Tuesday, April 3, 2007

Mail Order Ninja

Mail Order Ninja, written by Joshua Elder, illustrated by Erich Owen (Tokyopop)

Shelby says: Mail Order Ninja is a story about a boy named Timmy who enters in a contest and wins a ninja named Jiro. His mom and dad won’t let him keep Jiro but he ends up doing it anyway. So the snobby rich girl at his school gets jealous and buys an evil ninja, which happens to be Jiro’s arch enemy.

And hilarity ensues! Timmy takes on bullies, deals with his bratty little sister, battles the most evil of villainesses and her ninja army, and saves the town – with Jiro’s help of course. Mail Order Ninja puts a ninja clan battle in the middle of an elementary school, manages not to kill anyone, and makes you laugh.

Is this great literature? No. Is it really, really fun? Absolutely! Kids will love the story, the humor, and the action, while adults will enjoy the plethora of pop culture references. Elder does a great job of working the references into the story so that even if kids don’t get them, they still make sense. The author and artist found some very creative ways to make these books all-ages – there’s nothing here that would keep these books out of a children’s library – with some simple word choices (“crud” instead of “crap”) and carefully depicted fight scenes. I got quite a few chuckles out of these books and I enjoyed the art quite a bit, even though I’m not a manga reader. Mail Order Ninja is silly fun for pretty much everyone.

Of course, some parents might make the “ninjas are violent” argument, though the violence in this book is very mild compared to many supposedly all-ages comics I’ve read. Be prepared, however, for some role play. As soon as Shelby finished reading Mail Order Ninja Vol. 2, she used her newly acquired ninja skills to attack me using a rolled up map as a sword. Though the stealth of her approach was impressive, I was able to employ some swift defensive maneuvers and take her down with the dreaded “tickle torture.” Tokyopop has a “Youth Age 10+” label on M.O.N. but I think I’d put it at 7 and up. The preview of Vol. 1, Chapter 1 is about as violent as these books get, so you can decide for yourself.

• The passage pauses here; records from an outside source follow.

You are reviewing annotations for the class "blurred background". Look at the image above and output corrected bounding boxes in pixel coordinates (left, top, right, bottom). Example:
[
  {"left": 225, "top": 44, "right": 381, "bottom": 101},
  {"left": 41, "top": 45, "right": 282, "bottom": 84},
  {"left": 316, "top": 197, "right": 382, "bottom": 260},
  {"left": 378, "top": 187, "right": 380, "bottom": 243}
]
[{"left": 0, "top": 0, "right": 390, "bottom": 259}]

Mail Order Ninja Vol. 1 and Vol. 2 are really one continuous story, so if you’re going to get one, go ahead and get both.

Shelby says: The art is very manga and the story is cool but the way some of the characters talk is a little odd. Like, the stupid kid just goes “duhhhhhhhhh” and the nerdy kid talks the opposite. That’s not how kids in the real world act but it was funny. It’s funny the way that Timmy’s little sister, Lindsay, always says, “Are you prouder of me than of Timmy? May I have a unicorn since Timmy gets a ninja?” She’s always jealous, like somebody else I know. You probably can guess who! The second book is much different than the first, but I can’t tell you why because it’s a surprise. If you are gonna read the first book, you should read the second because it’s the same story. If you only read the first one, you’re not going to get the entire story. I would say the ages are 7 and up. If you like funny things and action you will like this book, because there’s a lot of that in it.

Sarah says: Mail Order Ninja is so good it was certificated by the Awesome Awesomeness Association of America. I like it because the art was totally awesome and the kids and the ninjas kicked butt in it – hiiiiiiiiyaaaaaaaa! I would consider it easy to read except for a few long words that Herman says. Herman is the school nerd. I liked Felicity, the evil rich girl, because I made a voice up for her and it’s a cool voice. I liked the part when the kids that had no training beat up the bad ninjas. I didn’t like the kissing part so I’m glad they didn’t really show it. Everybody will like it except for small kids that can’t understand words very easily. I gave these books to my school library and I’ll bet lots of kids will check ‘em out!